While Mark Stanley's most recognizable role undoubtedly comes from his work on HBO's mega-hit, Game of Thrones, a show in which I've never actually seen, his phenomenal turn in the vastly overlooked war drama, Kilo Two Bravo, stands as one of the year's finest performances. Centered around the true story of a company of British soldiers stationed in Afghanistan, Stanley stars as Tug, the on-sight medical specialist who responds to an incident in an active mine field. Severely injured and trapped in an environment where the slightest movement may cost them their lives, Tug must put on his bravest face to assist his brothers in arms. This heart-pounding and intense journey is given a human element thanks to Mark Stanley's exceptional onscreen effort.

#3. Samuel L. Jackson - The Hateful Eight

The finest performers in any Quentin Tarantino film can never be counted out of Oscar contention, although I find it very unlikely that Samuel L. Jackson will make the final cut. Therefore, I'll gladly chalk him up as one of the most underrated performances of the year. Co-starring as bounty hunter and former Union officer, Major Marquis Warren, Jackson gives a hilarious and committed turn that's vital to the film's success. He steals the show with hysterical zingers that could only come from the twisted mind of Quentin Tarantino. In fact, Jackson may have climbed a little higher on this list if the performance was more under the radar. Yet, everyone's fully aware of the longtime Tarantino collaborator's outstanding role in The Hateful Eight.
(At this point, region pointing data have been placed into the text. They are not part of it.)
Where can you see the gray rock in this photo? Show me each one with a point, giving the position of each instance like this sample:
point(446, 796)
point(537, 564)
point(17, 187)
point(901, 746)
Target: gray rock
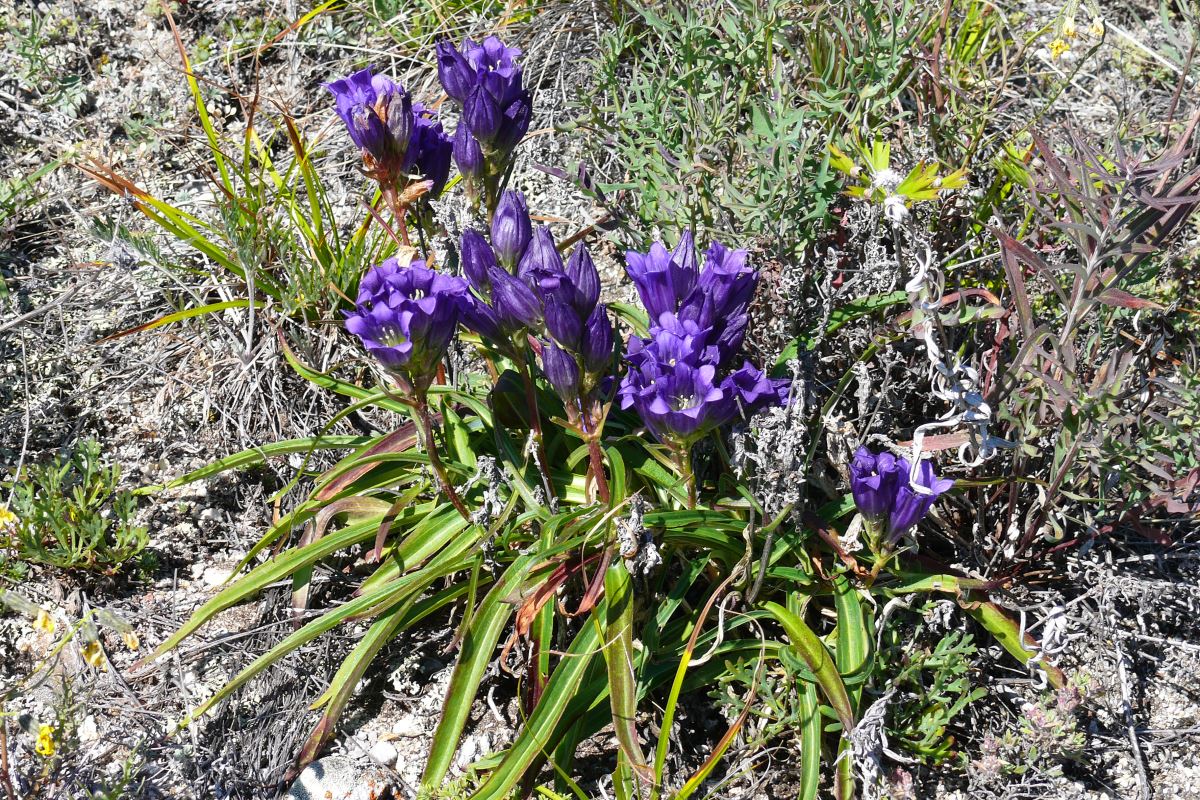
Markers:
point(384, 752)
point(327, 779)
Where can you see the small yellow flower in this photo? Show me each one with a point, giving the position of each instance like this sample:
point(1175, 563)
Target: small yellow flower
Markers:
point(7, 521)
point(43, 621)
point(45, 740)
point(94, 655)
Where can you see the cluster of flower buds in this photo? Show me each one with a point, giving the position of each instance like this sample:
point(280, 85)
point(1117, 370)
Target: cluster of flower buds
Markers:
point(401, 140)
point(892, 494)
point(523, 287)
point(485, 82)
point(406, 317)
point(681, 382)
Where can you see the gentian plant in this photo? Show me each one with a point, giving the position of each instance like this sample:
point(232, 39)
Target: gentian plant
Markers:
point(550, 527)
point(402, 143)
point(484, 80)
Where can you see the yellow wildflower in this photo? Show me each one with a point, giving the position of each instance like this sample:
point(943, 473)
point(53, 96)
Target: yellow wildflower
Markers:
point(45, 740)
point(7, 521)
point(94, 655)
point(43, 621)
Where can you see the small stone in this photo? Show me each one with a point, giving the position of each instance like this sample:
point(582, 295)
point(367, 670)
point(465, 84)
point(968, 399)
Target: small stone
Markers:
point(327, 779)
point(408, 727)
point(216, 576)
point(87, 731)
point(383, 752)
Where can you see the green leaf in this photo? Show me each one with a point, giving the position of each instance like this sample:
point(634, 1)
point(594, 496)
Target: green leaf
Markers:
point(809, 647)
point(618, 651)
point(538, 735)
point(478, 648)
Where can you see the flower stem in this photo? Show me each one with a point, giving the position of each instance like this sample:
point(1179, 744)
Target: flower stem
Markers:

#2. Olivia Cooke - Me and Earl and the Dying Girl

In the year's finest film, Me and Earl and the Dying Girl, Olivia Cooke gives a towering performance as a cancer-stricken teen who must come to terms with her own mortality. This Sundance winning entry takes a typical premise and transforms it into something so exceptional and sincere. Sporting a wonderfully heart-filled and funny script that's unveiled through director, Alfonso Gomez-Rejon's, keen eye, Olivia Cooke breeds enormous life to her appealing character. Cooke and co-star Thomas Mann even combine in a pivotal Oscar-caliber scene that hammers home the power of this brilliant film. Unfortunately, though, the Academy and other major outlets don't seem to agree.

#1. Jason Segel - The End of the Tour

The most tragic omission from this year's awards season circus is Jason Segel's phenomenal turn in James Ponsoldt's adapted drama, The End of the Tour. It's a very personal film focusing on the late-American novelist, David Foster Wallace (Segel), and the brief five-day interview he shared with Rolling Stone Magazine reporter, David Lipsky (Jesse Eisenberg). Segel's perfectly nuanced performance as the insightful and existential author of Infinite Jest is an absolute marvel. Not only is Segel's commitment to the role worthy of recognition, but the level of execution is remarkable in its own right. Sadly, his career-best work will come and go without garnering the amount of attention it so truly deserves.

1 comment:

  1. but segel's performance will be remembered by those who saw the film. the overall audience has been just too small, at least this year.